すばやく真っ直ぐ挙手! ←これ鉄板ルール
理由1:進行を速やかにしたい司会者の目にとまる。
理由2:登壇者は第1質問だから、集中して丁寧に答えてくれる。
理由3:最初だから他の質問と被ることがない。
で、私の質問内容はこうでした。現実と仮想現実
“台風で移動が大変な中、来てくださってありがとうございます。(映画は)とても良かったです。

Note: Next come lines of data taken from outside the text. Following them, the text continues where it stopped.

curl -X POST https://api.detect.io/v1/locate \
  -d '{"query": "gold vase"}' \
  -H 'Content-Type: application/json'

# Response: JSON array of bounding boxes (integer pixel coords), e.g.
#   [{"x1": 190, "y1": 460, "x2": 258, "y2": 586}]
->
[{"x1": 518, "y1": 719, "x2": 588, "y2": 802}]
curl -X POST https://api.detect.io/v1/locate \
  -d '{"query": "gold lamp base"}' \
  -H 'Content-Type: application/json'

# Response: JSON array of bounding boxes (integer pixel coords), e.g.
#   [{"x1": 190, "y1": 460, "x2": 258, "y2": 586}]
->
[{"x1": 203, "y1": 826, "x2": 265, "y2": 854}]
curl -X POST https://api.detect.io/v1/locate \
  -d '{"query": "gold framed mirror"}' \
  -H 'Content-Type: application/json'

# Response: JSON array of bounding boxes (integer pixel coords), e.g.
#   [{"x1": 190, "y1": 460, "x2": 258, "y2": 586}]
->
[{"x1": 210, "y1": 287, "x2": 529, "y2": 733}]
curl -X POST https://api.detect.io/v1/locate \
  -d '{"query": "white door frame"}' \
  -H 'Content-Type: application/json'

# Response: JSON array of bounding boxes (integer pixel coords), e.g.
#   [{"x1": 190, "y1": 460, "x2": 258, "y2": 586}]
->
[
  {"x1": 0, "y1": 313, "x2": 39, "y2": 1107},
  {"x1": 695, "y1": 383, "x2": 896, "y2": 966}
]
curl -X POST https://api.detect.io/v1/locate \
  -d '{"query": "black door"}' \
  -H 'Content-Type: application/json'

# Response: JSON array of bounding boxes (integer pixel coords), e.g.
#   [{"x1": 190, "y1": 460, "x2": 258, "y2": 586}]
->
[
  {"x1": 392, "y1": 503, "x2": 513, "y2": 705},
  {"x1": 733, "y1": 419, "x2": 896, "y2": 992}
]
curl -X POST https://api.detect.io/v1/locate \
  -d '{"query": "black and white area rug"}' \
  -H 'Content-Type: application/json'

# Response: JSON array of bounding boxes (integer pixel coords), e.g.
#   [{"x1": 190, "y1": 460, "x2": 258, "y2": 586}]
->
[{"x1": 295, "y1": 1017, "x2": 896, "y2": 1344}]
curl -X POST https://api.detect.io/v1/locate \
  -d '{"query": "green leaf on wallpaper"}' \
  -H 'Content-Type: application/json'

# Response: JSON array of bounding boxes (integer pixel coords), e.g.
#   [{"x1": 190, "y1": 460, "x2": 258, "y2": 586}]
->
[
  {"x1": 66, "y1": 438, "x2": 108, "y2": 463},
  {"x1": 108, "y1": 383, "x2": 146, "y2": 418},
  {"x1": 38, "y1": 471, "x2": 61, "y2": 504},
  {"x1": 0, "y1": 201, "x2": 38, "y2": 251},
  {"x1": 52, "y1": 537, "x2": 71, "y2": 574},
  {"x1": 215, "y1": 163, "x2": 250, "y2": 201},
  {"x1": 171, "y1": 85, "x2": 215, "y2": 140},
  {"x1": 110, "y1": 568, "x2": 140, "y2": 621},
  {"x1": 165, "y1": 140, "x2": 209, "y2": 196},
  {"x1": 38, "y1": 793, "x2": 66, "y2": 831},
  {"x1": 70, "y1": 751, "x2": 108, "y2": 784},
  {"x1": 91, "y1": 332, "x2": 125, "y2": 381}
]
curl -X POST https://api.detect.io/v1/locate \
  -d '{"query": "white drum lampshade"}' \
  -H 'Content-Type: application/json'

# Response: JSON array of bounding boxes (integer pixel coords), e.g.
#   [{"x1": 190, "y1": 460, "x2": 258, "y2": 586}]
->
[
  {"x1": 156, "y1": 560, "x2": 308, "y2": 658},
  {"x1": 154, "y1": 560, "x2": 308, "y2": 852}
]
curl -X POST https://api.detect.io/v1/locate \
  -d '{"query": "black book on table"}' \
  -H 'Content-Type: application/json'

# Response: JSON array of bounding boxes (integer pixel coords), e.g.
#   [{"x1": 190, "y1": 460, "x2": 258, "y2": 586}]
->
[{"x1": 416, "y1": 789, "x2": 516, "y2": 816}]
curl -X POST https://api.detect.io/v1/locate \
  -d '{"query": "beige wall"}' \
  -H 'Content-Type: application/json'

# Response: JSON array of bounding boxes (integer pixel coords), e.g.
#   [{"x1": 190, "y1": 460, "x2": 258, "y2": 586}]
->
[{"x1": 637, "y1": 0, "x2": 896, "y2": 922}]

クラリスが現実と仮想現実を行ったり来たりするのが描かれてましたが,撮影は現実部分と妄想部分をどのように撮影していったのですか?そのエピソードなどあれば…。”
アマルティス監督の回答
“ありがとう、台風よりちょっと早めに到着したので大丈夫でした(場内笑い)。
人間は身を切るような辛い現実に出あったとき、イマジーネションしようとする。真実でも偽りでもなく、実際の人生も秩序だった通りにいかず、人生はいろんな方向にすすんでいくものなんですよね。”

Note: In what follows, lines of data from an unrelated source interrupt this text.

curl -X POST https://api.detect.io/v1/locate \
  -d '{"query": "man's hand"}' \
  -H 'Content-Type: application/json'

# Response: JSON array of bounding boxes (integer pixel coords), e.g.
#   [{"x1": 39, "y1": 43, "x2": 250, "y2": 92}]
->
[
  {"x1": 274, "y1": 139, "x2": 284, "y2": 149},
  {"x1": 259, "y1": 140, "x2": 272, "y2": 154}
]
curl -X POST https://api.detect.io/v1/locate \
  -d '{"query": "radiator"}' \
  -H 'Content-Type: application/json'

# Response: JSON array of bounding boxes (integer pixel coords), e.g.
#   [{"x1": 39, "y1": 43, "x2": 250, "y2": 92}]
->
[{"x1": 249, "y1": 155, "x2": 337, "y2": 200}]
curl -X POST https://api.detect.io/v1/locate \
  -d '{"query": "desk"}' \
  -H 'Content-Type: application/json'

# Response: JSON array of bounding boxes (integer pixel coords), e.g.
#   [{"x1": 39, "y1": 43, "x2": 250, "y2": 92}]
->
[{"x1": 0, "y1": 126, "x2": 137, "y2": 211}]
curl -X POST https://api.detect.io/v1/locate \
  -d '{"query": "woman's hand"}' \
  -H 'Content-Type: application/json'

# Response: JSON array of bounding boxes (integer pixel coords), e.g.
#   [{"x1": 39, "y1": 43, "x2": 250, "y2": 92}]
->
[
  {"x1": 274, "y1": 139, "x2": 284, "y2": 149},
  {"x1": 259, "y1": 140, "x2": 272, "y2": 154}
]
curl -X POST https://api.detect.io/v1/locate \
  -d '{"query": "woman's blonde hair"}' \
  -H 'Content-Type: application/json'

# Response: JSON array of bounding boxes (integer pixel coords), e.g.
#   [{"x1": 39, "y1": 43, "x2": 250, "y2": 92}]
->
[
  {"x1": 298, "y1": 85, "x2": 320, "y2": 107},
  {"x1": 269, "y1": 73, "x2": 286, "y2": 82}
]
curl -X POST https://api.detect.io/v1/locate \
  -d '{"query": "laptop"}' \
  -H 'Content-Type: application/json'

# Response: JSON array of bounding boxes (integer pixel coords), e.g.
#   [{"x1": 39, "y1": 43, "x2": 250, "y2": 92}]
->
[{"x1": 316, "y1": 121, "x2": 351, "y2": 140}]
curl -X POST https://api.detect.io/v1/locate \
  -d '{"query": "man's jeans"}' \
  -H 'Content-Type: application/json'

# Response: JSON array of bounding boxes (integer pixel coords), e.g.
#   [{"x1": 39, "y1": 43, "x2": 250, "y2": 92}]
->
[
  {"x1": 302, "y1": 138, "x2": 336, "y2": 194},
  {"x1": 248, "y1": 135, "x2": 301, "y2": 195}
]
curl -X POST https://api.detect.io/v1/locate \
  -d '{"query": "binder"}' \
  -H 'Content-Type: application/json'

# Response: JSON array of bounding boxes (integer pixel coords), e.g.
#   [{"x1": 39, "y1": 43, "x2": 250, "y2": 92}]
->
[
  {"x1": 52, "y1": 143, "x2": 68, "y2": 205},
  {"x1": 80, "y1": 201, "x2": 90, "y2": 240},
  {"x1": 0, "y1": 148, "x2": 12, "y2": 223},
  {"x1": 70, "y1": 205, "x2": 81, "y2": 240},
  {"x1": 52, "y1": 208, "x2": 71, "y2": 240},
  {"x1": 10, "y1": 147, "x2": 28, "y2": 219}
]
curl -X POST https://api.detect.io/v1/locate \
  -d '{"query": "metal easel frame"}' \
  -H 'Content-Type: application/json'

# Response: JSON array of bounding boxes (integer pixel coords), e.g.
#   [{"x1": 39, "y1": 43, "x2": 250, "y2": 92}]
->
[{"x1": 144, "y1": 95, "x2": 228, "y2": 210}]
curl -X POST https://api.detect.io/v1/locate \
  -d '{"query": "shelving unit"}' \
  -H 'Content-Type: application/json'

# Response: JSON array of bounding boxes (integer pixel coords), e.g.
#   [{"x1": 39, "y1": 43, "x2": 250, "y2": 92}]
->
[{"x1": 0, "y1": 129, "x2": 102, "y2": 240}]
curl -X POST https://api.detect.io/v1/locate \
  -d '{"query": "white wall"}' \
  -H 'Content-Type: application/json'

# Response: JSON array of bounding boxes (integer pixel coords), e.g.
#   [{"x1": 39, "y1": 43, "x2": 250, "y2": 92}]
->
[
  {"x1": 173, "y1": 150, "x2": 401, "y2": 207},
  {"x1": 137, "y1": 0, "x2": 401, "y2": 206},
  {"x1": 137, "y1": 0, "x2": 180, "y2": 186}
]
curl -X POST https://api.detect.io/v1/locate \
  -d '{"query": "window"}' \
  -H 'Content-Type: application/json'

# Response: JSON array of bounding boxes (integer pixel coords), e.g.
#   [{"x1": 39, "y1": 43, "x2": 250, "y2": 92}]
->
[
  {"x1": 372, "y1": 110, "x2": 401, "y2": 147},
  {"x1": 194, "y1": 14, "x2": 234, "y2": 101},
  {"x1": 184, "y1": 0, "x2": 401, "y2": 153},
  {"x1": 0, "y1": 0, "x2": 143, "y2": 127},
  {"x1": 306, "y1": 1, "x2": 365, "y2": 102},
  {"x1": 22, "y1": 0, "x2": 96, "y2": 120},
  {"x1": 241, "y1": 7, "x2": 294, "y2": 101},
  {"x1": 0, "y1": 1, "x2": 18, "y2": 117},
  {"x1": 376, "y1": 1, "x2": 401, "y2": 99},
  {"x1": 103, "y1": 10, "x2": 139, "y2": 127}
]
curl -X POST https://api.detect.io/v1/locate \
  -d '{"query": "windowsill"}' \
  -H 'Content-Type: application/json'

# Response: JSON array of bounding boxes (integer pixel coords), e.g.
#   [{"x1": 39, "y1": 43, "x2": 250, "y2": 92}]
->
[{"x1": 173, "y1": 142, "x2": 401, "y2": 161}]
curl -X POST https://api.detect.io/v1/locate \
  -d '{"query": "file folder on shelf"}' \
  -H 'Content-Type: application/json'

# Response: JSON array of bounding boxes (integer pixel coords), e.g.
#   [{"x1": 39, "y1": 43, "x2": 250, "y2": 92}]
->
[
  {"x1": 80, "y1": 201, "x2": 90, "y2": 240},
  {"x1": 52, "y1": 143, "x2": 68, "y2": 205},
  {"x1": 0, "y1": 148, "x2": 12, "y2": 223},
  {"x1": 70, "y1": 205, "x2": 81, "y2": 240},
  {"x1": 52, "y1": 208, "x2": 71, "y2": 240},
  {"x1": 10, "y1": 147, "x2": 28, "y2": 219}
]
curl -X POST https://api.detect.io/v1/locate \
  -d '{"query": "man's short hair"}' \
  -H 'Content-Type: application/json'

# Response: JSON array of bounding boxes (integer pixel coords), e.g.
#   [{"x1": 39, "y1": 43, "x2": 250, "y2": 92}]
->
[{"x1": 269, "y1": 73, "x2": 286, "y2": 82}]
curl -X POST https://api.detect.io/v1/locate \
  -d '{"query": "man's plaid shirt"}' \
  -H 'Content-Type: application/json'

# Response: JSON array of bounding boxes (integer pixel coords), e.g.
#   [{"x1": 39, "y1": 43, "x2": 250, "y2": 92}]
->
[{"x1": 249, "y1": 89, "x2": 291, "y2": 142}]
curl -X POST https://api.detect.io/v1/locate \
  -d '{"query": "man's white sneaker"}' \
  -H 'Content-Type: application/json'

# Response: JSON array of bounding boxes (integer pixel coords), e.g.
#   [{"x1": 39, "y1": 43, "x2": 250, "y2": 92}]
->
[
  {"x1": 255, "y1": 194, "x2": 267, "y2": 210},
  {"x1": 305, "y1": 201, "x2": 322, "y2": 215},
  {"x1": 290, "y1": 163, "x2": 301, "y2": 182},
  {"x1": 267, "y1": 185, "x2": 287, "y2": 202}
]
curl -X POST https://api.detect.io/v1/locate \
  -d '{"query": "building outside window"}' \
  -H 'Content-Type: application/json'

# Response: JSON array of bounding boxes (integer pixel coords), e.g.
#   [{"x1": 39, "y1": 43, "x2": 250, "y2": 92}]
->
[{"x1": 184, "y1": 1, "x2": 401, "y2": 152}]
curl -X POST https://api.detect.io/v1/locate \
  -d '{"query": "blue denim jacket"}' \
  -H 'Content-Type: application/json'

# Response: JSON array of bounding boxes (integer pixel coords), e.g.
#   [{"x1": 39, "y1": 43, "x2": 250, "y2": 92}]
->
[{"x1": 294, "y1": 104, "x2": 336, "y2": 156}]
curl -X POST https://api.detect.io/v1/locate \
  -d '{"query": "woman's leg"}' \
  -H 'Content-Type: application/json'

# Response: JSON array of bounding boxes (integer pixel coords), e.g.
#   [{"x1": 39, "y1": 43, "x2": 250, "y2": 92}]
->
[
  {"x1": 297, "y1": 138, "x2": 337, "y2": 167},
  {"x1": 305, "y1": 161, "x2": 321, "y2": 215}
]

他の質問についても紹介しておこう。原題と邦題の違いについて
“原作となった戯曲とは異なり、フランスでは「わたしを強く抱いて」というタイトルです。私は、それぞれの国の扉を開けるように各国のタイトルが違っていいと考えます。
邦題は「彼女のいない部屋」
彼女=メロドラマ× いない部屋=亡霊?
二つのジャンルがこのタイトルに含まれており、わたしはとても気に入っています。”音楽について
“音楽がとても印象的でした。とくにチェリー。音楽は監督自ら選んだのですか?”
“実は、私は子供の頃ピアノを習っていました。ですから、ピアノの練習曲については良き理解者です。(本作では)ピアノの旋律が映画の心象をよく表すように考え、娘役2人の女の子には俳優ではなくピアニストから選びました。クラリスがドライブしながら歌う「チェリー」は実際にヴィッキーが歌ってとても良かったので,三度も撮影しました。”
プロの方がまとめたティーチイン・レポートはこちら
彼女のいない部屋
SERRE MOI FORT (2021年) フランス
監督:マチュー・アマルリック
出演:ヴィッキー・クリープス
字幕:横井和子 配給:ムヴィオラ
さて、私的に2022年はフランス映画大豊作。4/1の”アネット“以来、旧作や監督特集も含め”彼女のいない部屋”で9作目。ミニシアターに感謝しかない。